Gravura: água forte e ponta seca; Entre 1952/1956. (21,1cm x 16,2cm)
Cristo esta sendo colocado na tumba enquanto seus entes queridos o rodeiam em espírito de luto. Quase tudo permanece na sombra enquanto o corpo de Cristo é iluminado pela tocha atraindo imediatamente nosso olhar - escondida atrás do homem de costas para nós, As áreas de sombra na cena consistem em fortes e expressivas linhas paralelas dando a tensão necessária ao todo. A escolha do tipo de papel, nesse caso papel Japonês amarelo, reforça o amarelado da tocha de luz. A cena é dramática e triste mas ao mesmo tempo suave e amorosa. Tudo isso em apenas 21,1cm x 16,2cm!
Os trabalhos do período final
O Rijksmuseu apresentou recentemente uma exposição dos trabalhos tardios de Rembrandt, dos últimos dezoito anos de sua carreira. A exposição explorou dez assuntos que "conversam" com o espectador sobre os motivos mais recorrentes na sua carreira. Luz e sombra, os auto retratos, convenções sociais, técnicas experimentais, intimidade, contemplação, conflitos internos e reconciliação.

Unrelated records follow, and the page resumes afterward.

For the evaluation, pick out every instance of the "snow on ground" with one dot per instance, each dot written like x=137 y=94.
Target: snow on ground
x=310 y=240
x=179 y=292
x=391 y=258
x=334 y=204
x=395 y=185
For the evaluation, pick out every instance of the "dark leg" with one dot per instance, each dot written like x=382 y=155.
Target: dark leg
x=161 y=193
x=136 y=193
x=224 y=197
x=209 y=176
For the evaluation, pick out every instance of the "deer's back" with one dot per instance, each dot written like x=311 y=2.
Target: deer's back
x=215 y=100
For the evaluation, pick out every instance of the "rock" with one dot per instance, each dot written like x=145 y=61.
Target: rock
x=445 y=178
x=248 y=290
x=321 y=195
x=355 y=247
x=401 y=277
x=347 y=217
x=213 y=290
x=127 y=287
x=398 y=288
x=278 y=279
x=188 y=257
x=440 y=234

Mais de cem obras entre pinturas e gravuras. Uma coleção temporária merecedora de toda a honra, entrega, olho e silencio. Ali o mestre se mostra em toda a sua plenitude. O passar do tempo só fez crescer sua arte. Os auto retratos revelam ao mesmo tempo o artista e o ser humano. A passagem impiedosa do tempo nos devolve uma imagem cheia de dignidade e integridade. Os olhos que nos perseguem no espaco da sala de exposição são intensos e puros. Um longo e honesto olhar de quem viveu e trabalhou intensamente. Sabedor de que seu oficio transcende o tempo e a matéria e que um dia nos encontraríamos aqui e agora no futuro.

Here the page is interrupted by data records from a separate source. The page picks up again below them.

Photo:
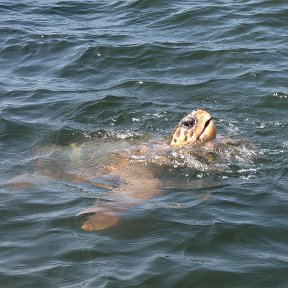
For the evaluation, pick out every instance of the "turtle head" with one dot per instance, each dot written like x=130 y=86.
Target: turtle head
x=196 y=127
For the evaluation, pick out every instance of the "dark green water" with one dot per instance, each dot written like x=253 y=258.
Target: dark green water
x=106 y=74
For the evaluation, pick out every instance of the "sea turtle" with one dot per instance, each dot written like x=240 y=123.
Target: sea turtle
x=129 y=174
x=137 y=182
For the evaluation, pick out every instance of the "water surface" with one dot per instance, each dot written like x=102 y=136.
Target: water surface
x=107 y=75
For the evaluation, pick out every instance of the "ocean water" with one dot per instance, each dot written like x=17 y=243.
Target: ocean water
x=85 y=82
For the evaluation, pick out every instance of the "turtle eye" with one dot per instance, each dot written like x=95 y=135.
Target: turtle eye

Rembrandt explora perspectivas inovadoras na posição de seus retratados
revelando-nos seus sentimentos mais íntimos, uma forte característica
desse período. Muitas das figuras são contemplativas, em obras de grande formato:
filósofos, profetas, figuras mitológicas, apóstolos. Há uma comunicação imediata com eles,
através do olhar, de suas expressões faciais, densas ou introspectivas, recolhidas em pensamentos longínquos. Sugerem que algo importante está acontecendo ali, seja no plano do mundo
físico e visível ou no reino dos pensamentos e emoções.
AS CORES.
Cores, luz e sombra. Elementos que o mestre soube como ninguém potencializar, elaborando-as em refinadas misturas. Cores quentes, cheias de energia, afabilidade e ternura. Nos colocam muito próximos do momento em que as coisas acontecem, das emoções dos personagens. Quanta riqueza de nuances nas camadas que se sobrepões
umas as outras formando texturas quase palpáveis aos olhos. Irradiam uma energia que acalma e afaga. Sentimos empatia, um vinculo que nos une e conecta ao universo de Rembrandt.
Talvez esteja aí o porque de nos sentirmos capturados, abduzidos para dentro das telas. As cores nos seduzem, acariciando-nos com seus tons mornos e aveludados, nos levam por enigmáticos caminhos cheios de significados. Nos sentimos tão bem junto dessas imagens, que não temos vontade de partir.
Jacó abençoando os filhos de José. o/s/t 1656. 1,73m x 2,09m.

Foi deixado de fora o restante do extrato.